597 - 8/08 - Near Collision Incident - Worldwide
The near collision occurred in the South Channel (The Cut) in Port Phillip, Australia, where the outbound bulk carrier passed within twenty metres of the inbound ro/ro at a combined speed of 30 knots. The ATSB investigation found that the ro/ro's bridge team members had not effectively implemented bridge resource management principles, were not keeping an adequate lookout, and had lost situational awareness. The investigation also found that the ships did not communicate with each other until after the incident.
The master on the ro/ro had forgotten that the bulk carrier was approaching and did not see the approaching ship until immediately before the ships passed. The master of the bulk carrier saw the ro/ro approaching along the centreline of the channel and took his ship further to starboard to avoid a collision. The investigation report identifies the following safety issues:
· The execution of bridge resource management on board the ro/ro was inadequate because single person errors, such as the loss of situational awareness and the failure to keep an effective lookout, went unchecked. Furthermore, both members of the bridge team operated under erroneous assumptions about their role within the team, believing that the other was keeping an effective lookout when, in fact, neither was.
· Neither the ro/ro nor the bulk carrier had adequate bridge procedures or an adequate passage plan, with respect to identifying, monitoring and managing traffic.
The ATSB made a recommendation to the ship managers that they take action to address the above safety issues.
The lack of effective radio communication between the two ships meant that the ro/ro was not alerted to the presence of the oncoming bulk carrier.

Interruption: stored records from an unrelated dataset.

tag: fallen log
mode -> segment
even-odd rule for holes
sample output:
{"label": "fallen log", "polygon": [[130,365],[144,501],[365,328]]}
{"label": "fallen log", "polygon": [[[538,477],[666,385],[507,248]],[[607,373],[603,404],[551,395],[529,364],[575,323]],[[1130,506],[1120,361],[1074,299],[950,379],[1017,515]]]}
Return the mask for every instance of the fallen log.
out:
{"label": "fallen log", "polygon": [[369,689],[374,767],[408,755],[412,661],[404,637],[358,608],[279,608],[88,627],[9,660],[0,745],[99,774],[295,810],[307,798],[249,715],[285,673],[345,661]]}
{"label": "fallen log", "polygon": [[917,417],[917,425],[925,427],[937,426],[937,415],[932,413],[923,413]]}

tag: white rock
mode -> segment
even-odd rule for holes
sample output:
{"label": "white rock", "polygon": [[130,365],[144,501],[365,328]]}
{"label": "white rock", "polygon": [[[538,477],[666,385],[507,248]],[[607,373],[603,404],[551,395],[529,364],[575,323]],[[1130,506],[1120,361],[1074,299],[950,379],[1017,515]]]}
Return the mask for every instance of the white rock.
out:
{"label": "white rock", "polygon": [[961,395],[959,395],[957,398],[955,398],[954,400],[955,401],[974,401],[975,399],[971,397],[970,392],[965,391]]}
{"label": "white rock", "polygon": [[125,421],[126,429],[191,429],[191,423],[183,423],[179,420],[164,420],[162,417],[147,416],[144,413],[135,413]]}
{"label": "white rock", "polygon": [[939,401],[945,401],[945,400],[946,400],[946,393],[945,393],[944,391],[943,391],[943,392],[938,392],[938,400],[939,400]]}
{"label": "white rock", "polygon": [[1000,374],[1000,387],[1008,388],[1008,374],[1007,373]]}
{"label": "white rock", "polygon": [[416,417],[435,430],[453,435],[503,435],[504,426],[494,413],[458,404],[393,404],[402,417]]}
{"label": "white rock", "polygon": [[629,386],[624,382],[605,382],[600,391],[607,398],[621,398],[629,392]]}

By not using the radio, the bulk carrier's master did not take all available measures to reduce the risk of collision. The ATSB advises that ship owners, operators and masters consider the safety implications of this safety issue and take action where considered appropriate.
Additionally, the operating procedures for the vessel traffic service (VTS) covering the South Channel did not define any operations that had an increased level of risk and which may have required greater vigilance. Furthermore, the procedures did not define any operating limits to provide guidance for the VTS operators to determine when they should intervene. The ATSB made a recommendation to the Port of Melbourne Corporation that it takes action to address this safety issue.